We realise that the above may be too much (or not enough) information if you have never thought of data and research in a more systematic way. If you are curious or want to know more, explore research methods here and here.

One of the major dangers in looking at student engagement patterns, for example, and then considering whether learners who participate more in online discussions also have a higher pass rate is that we will confuse causation and correlation.[2] Causation refers to a cause-and- effect relationship, such as a stone thrown in a pool of water causing the water to ripple outward.

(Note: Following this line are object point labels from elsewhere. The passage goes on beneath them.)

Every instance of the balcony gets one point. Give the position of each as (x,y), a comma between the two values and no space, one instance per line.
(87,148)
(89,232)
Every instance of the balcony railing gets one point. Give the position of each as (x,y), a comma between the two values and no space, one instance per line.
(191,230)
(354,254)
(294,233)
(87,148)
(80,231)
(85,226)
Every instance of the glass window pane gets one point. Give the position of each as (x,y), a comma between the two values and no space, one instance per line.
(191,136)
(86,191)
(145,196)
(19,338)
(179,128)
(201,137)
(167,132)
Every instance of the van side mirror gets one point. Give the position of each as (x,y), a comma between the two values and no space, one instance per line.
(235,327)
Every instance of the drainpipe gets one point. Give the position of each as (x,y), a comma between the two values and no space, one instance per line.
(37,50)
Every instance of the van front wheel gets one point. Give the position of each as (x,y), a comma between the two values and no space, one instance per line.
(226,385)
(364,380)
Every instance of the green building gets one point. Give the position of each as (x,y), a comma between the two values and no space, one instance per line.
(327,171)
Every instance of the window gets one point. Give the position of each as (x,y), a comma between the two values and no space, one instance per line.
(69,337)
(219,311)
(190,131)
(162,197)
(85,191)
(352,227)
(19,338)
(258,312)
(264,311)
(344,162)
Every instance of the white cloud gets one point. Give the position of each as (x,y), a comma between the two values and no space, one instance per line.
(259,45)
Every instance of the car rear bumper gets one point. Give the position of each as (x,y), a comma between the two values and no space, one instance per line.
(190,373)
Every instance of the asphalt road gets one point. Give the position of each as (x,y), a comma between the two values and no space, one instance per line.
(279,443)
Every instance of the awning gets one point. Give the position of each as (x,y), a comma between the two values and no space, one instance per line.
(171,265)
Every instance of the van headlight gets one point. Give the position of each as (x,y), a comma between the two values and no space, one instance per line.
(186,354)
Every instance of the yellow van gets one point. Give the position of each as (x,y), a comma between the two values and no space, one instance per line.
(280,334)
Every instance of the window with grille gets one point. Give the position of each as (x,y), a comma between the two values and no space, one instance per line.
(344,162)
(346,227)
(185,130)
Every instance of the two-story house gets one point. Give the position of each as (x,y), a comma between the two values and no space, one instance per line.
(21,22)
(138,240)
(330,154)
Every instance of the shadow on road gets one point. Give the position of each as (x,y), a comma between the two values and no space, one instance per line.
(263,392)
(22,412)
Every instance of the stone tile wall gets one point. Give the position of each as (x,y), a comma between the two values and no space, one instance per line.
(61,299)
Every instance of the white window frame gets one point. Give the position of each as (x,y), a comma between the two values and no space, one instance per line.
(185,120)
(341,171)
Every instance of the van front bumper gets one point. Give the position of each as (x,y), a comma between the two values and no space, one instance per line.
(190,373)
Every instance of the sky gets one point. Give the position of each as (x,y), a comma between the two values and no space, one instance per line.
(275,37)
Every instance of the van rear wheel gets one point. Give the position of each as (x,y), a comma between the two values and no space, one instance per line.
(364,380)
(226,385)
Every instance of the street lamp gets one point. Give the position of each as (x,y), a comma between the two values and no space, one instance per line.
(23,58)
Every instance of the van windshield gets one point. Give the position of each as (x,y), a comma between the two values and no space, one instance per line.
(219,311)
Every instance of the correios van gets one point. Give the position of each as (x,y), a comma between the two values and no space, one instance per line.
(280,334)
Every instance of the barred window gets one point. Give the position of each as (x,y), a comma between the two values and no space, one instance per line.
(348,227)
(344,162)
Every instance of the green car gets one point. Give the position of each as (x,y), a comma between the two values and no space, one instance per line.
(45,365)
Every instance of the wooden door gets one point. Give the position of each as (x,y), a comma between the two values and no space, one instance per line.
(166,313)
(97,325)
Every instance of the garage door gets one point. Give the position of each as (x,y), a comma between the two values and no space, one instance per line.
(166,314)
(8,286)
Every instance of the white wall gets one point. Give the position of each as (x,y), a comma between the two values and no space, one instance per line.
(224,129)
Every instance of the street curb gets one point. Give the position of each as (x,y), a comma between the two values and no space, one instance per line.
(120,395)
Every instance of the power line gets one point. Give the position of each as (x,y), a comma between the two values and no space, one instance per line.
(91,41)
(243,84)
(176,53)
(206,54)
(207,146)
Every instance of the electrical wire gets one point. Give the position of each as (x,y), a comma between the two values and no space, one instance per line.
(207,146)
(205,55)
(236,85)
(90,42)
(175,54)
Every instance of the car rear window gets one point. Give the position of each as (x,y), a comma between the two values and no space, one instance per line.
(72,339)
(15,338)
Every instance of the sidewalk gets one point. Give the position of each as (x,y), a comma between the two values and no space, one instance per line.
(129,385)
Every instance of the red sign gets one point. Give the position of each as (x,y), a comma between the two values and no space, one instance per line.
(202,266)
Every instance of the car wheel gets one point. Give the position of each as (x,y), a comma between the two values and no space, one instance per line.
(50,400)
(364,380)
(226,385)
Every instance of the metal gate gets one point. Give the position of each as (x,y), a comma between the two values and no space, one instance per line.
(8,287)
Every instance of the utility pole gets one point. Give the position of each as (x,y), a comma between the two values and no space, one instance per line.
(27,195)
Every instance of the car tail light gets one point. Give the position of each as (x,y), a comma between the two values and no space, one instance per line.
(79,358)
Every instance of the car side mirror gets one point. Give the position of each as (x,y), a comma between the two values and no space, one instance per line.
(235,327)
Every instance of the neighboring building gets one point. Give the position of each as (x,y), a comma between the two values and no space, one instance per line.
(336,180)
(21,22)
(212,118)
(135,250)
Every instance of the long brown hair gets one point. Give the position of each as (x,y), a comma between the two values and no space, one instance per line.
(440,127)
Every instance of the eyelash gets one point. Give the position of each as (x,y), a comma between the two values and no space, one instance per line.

There is a direct link between throwing the stone into the water and the stone’s impact on the water causing ripples. It is important to note that causation implies there is no alternative explanation for why there are ripples in the water; they arise specifically because someone has thrown a stone into the water.

Correlation is when we see the ripples in the water, but we have not seen anyone throw a stone in the water; there are kids playing close by, but there are also fish coming to the surface, frogs who may have jumped into the water, and insects who may have landed on it. You cannot be sure which one of those caused the ripples in the water, but you can say there is a possible correlation between seeing ripples in the water and having one or more of those other circumstances occurring at the same time.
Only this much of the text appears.